UDU which is all embracing at home and abroad has been challenging NRM for more than a year. We have prepared and presented an alternative development plan accessible at www.udugandans.org which contrasts with the failed policies of NRM. We have networks and a professional team. UDU’s mission is to make favorable conditions for all Ugandans to develop their potential to the full.
Finally, if you look at the situation before Louis XVI of France and Nicholas II of Russia fell from power, you can see similarities with what is going on in Uganda as partly outlined above. For example, in France the nobility and senior church leaders rejected Louis idea to carry out reforms. When he convened parliament the commoners refused to sit in a separate chamber and to vote as a group. He ordered his troops to deal with the mushrooming cloud and they refused. The women marched twelve miles from Paris to his residence in Versailles, killed some royal guards as they looked for the king’s wife. They dragged the royal family to Paris where it was held prisoner. When Nicholas called his generals to a meeting to discuss how to deal with rebellious people who had been joined by the police, the generals instead advised him to abdicate – and abdicate he did. Uganda has begun travelling along the same path.

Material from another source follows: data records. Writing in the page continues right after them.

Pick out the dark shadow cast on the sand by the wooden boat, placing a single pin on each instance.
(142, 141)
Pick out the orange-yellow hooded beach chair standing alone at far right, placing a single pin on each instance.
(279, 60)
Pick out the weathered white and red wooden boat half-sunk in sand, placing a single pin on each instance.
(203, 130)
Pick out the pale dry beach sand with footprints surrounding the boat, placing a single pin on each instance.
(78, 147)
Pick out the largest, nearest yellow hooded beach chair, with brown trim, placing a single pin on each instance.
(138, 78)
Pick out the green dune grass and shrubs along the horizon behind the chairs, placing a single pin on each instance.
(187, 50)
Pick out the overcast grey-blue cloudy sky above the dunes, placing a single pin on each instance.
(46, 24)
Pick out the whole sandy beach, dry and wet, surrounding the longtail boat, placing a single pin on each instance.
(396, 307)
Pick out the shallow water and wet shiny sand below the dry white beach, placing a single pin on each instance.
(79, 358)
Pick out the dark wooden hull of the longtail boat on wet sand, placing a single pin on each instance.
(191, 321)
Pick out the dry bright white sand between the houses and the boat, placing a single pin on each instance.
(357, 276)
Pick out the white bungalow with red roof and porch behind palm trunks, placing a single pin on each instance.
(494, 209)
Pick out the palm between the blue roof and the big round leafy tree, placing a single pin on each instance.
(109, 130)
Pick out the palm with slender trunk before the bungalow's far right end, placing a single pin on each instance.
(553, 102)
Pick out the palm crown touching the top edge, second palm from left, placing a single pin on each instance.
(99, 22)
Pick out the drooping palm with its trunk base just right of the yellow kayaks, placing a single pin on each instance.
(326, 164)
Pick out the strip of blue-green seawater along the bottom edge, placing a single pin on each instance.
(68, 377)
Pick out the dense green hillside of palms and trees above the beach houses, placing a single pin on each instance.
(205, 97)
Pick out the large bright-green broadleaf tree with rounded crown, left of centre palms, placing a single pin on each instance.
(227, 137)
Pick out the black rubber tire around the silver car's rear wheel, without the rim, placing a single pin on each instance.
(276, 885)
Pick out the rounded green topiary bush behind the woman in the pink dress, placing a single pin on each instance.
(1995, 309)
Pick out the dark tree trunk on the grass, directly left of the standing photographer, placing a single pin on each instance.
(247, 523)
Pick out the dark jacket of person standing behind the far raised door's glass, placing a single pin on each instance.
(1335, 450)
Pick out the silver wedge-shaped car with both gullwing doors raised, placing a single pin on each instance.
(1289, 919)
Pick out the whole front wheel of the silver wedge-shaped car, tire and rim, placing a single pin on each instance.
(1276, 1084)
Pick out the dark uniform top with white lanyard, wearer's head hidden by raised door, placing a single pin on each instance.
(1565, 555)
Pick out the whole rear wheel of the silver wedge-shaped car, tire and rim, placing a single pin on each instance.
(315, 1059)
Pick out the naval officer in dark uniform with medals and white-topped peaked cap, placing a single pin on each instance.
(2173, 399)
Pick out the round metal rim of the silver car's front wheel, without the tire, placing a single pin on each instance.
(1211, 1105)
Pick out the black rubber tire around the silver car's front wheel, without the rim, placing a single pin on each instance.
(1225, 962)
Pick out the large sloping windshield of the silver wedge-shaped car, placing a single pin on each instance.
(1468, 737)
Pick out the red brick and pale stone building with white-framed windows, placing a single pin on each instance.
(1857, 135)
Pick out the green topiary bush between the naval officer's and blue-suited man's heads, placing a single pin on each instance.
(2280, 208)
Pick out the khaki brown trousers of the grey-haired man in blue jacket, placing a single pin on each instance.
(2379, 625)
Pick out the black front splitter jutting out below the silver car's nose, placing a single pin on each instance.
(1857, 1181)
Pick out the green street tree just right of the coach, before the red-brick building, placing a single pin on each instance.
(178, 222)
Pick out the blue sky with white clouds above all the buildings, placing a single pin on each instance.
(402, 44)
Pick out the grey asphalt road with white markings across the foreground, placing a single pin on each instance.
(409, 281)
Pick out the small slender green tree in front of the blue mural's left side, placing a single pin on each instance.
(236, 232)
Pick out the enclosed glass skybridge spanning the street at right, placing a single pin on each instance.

In some meetings, the president is behaving like a bull in a China shop. If he is not careful the broken China pieces may break him into pieces. One MP gave a hint about what to expect when he stated “I didn’t agree with such language of a head of state on other elected members. I tried defending the Speaker and am sure we shall continue the show unless such name calling stops”. He could not have conveyed the message clearer. However, we should not wait for the country to get into a political crisis. Prevention is always better than cure.